Le hiciste un largo duelo, pero tenías que resurgir. Durante algunos años más, continuaste siendo la misma elegante y seductora mujer a quién algunos llamaban "La mirada" y mi admiración por ti aún continúa. Sigo viendo tus películas para recordar tu porte, tu profunda voz, tu penetrante y misteriosa mirada que hacía que los hombres pelearan por tenerte.
Repasando el actual elenco de actrices intento buscarte en alguna de ellas...pero no te encuentro.

CRUCERO NOCTURNO



                            



          La bonanza del tiempo les permitió salir a navegar durante la noche convencidos de que, así, el cumpleaños de María resultaba excéntrico y muy chic. A bordo, algo ligero para comer y abundante acopio de alcohol para pasarlo en grande. Como fondo musical: David Bowie.
Pasadas las horas, todo resultaba normal, reían, hablaban a gritos, bailaban…el licor había producido el efecto necesario para que María cayera al agua, continuaron la fiesta sin prestarle atención. María, chapoteando, pedía ayuda.
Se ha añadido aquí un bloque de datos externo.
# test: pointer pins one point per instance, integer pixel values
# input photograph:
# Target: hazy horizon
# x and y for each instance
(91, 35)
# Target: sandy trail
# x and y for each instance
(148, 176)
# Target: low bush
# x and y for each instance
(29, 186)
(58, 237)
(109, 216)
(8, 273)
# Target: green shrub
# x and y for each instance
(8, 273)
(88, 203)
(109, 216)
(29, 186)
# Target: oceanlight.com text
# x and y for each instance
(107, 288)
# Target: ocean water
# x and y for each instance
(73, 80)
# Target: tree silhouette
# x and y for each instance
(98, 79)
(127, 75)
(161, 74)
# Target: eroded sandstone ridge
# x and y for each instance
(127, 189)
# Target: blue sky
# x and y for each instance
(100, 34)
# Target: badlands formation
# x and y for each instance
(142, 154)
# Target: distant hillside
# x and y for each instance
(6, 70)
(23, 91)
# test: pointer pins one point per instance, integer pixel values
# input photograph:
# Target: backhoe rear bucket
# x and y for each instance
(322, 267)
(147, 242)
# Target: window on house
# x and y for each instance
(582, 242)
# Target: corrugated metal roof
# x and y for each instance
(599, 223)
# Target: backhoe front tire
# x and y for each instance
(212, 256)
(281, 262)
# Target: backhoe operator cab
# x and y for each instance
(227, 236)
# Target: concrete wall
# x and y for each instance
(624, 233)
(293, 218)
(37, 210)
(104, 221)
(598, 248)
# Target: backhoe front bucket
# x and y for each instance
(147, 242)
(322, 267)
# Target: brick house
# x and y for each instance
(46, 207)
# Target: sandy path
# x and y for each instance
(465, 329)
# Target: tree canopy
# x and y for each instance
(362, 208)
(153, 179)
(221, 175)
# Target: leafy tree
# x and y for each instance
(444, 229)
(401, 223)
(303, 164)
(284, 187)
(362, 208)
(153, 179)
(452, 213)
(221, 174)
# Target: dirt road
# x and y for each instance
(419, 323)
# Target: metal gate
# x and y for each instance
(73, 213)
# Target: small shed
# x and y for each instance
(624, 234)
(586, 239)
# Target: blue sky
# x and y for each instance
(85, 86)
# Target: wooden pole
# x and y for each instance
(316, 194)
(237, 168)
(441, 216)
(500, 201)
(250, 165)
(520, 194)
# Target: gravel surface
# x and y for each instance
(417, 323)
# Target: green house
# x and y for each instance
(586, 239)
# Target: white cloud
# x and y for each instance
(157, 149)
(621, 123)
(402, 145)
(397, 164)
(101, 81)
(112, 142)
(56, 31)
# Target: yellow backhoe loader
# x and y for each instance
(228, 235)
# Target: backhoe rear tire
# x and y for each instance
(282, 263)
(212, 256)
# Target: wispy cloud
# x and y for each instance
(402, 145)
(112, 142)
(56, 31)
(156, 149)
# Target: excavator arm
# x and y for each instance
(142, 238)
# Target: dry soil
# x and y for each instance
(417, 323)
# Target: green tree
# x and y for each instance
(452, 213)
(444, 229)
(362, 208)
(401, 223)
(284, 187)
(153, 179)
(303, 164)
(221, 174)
Su marido, riendo le miró. La fiesta continuó.


sábado, 4 de febrero de 2012

Para William , Audrey y Gregory

Yo también estuve una vez en Roma, querida Audrey.
Cuando pisé sus calles, me llamó la atención que, en todos los quioscos, había expuestas montones de fotografías tuyas y de Gregory recorriendo la ciudad alegremente montados en aquella legendaria Vespa. Parecíais tan contentos...como si, realmente, fuerais dos recién enamorados. Yo creo que vuestras instantáneas estaban allí, para que los turistas, además de comprarlas, imaginaran también que algo parecido pudiera sucederles en Roma: conocer a un atractivo periodista americano llamado Joe o a una joven y delicada princesa como tú llamada Ana.
Me quedé con las ganas. 
Guardo muchas fotografías de mi viaje, pero cuando quiero acordarme de aquella ciudad, prefiero volver a ver "Vacaciones en Roma".

Como tantas veces  se ha dicho en muchas de las entregas de los incombustibles "Oscars": "Gracias, William Wyler".

viernes, 3 de febrero de 2012

EDELMIRA

 Hacía mucho frío, como siempre. 
Edelmira apartaba la nieve acumulada en la puerta de su casa. La pala pesaba, sus huesos se resentían -¡Caray con la bisagra!-, pensaba. Pero estaba sola, no había nadie que le pudiera ayudar, por eso hablaba consigo misma. Ya no tenía animales en el granero, ni tan siquiera grano.
Cuando salía alguna vez de su casa, visitaba a los demás vecinos, al tío Napias y su mujer la Prudencia, al Ramiro que acababa de enviudar y no hablaba y... a nadie más, porque eran los únicos habitantes que quedaban en aquella aldea.
La Prudencia siempre le daba algún huevo de sus gallinas y un poco de harina para el pan. El Ramiro le daba bacalao en sal, era el único que, aunque no hablaba, en su furgoneta traía todo lo que necesitaban del pueblo más cercano. Ella hacía un pan que olía...como debe oler el cielo y lo repartía entre todos, como siempre. Cosía y bordaba muy bien, porque así se lo enseñaron de pequeña y les arreglaba la ropa a todos los demás.
No existía el dinero entre ellos. No hablaban de la Duquesa de Alba porque no tenían televisión. No votaban porque no sabían qué era eso. No se preocupaban por la dieta Mediterránea porque sólo podían alimentarse de lo que hubiera en el momento. Tampoco tenían reloj, ni prisa ni otra preocupación más que dormir bien, que mañana será otro día...

Mañana...mañana me voy con Edelmira.